As Father's Day approaches, two Helsinki day care centres have decided to rename the paternal celebration to be more inclusive, but some people on social media responded with dismay. A day care chief says their updated curriculum includes an equality policy mandate.

Lapsen tekemiä isänpäivän piirroksia.
Children will be making cards for their fathers, mothers, grandparents - or for whomever they want - at two Helsinki day care centres on Nov 10. Image: Elina Mäyrä / Yle

Instead of Father's Day kids at Helsinki's Yliskylä and Kulosaari day care centres on November 10 will instead celebrate a day of relatives or supportive people in their lives, Yle reported on Thursday. This year, Father's Day is officially observed in Finland on Sunday, November 12.
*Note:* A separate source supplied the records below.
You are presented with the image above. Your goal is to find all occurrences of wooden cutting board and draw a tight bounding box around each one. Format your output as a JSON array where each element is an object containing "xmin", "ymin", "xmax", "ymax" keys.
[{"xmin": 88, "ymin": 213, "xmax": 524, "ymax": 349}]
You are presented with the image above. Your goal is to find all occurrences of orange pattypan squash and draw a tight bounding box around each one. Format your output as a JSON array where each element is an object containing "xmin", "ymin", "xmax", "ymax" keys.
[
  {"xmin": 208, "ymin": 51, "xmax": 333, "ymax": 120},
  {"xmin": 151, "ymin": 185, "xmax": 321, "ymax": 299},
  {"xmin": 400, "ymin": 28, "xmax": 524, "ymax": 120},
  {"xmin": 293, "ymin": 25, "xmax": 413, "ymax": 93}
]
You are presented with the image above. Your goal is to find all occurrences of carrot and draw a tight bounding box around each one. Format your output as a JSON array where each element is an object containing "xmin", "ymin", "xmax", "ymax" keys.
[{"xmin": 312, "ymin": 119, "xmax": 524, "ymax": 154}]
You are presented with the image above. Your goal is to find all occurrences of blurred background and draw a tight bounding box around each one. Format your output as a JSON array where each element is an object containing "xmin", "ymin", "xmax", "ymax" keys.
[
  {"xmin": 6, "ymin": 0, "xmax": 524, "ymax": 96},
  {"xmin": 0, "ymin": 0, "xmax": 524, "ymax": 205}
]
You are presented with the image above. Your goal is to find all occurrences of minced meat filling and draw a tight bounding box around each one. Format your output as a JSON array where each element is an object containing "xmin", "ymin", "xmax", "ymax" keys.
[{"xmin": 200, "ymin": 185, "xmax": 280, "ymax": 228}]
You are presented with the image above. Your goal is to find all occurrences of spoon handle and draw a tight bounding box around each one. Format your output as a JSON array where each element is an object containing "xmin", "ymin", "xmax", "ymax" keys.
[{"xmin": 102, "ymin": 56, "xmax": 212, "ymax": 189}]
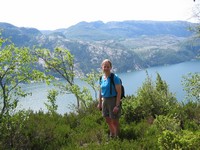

Day care chiefs say that the move is intended to spare fatherless children or those with traumatic paternal relationships the grief or feelings of exclusion accompanied by traditional Father's Day activities such as a morning tea service and the crafting of cards and small gifts.

Many people on social media were less than thrilled by the centres' intentions, with many denouncing the name change as overarching political correctness, a disrespect for traditions and an offense towards fathers.

Day care director Mervi Eskelinen from Yliskylä says none of these accusations are in line with what they are trying to accomplish – and that dads are as welcome as ever to visit the centre for coffee and games on the big day.

"Families decide for themselves which relative or guardian will accompany the child on November 10th," Eskelinen says. "This way all the children can start off the special day with someone close to them. The same goes for Mother's Day."

Eskelinen iterates that the more neutral nomenclature has its roots in the new curriculum guidelines, which emphasise equality and parity.

Day cares have right to choose

All of Helsinki's more than 300 municipal day care centres have the freedom to choose how or whether to celebrate special days, and what to call the festivities. How much the children's family background factors in is also at the centres' discretion.

Helsinki's early-childhood education director, Satu Järvenkallas, says she trusts the pedagogical abilities of all day care staff members.

"This is not about doing away with Father's Day at all. I see no problem with there being a celebration of fathers as well as other close supportive adults at the same time. The important thing is to give every child the chance to participate," Järvenkallas says. "No one needs to feel left out."

Shifting family norms

Families that don't conform to traditional conceptions of the nuclear family are on the rise, with more mothers raising their children alone by choice and different varieties of so-called rainbow families.

Executive director Juha Turtiainen from the Single Parent Association says that all families have changed over the last few decades.

"Small families have changed as well. Families with single guardians have more in common than just the single-parent aspect."

The Yliskylä day care's policy is to make diversity visible and to make sure all children are treated equally.

"The world is changing, and so must we," says Eskelinen. "This relatives' day is just one step forward. We've only gotten positive responses so far."

Father's Day has been celebrated in Finland each November since the early 1970s, becoming an official flag day in 1987. The Finnish word läheinen can mean any especially close person, such as a relative or friend.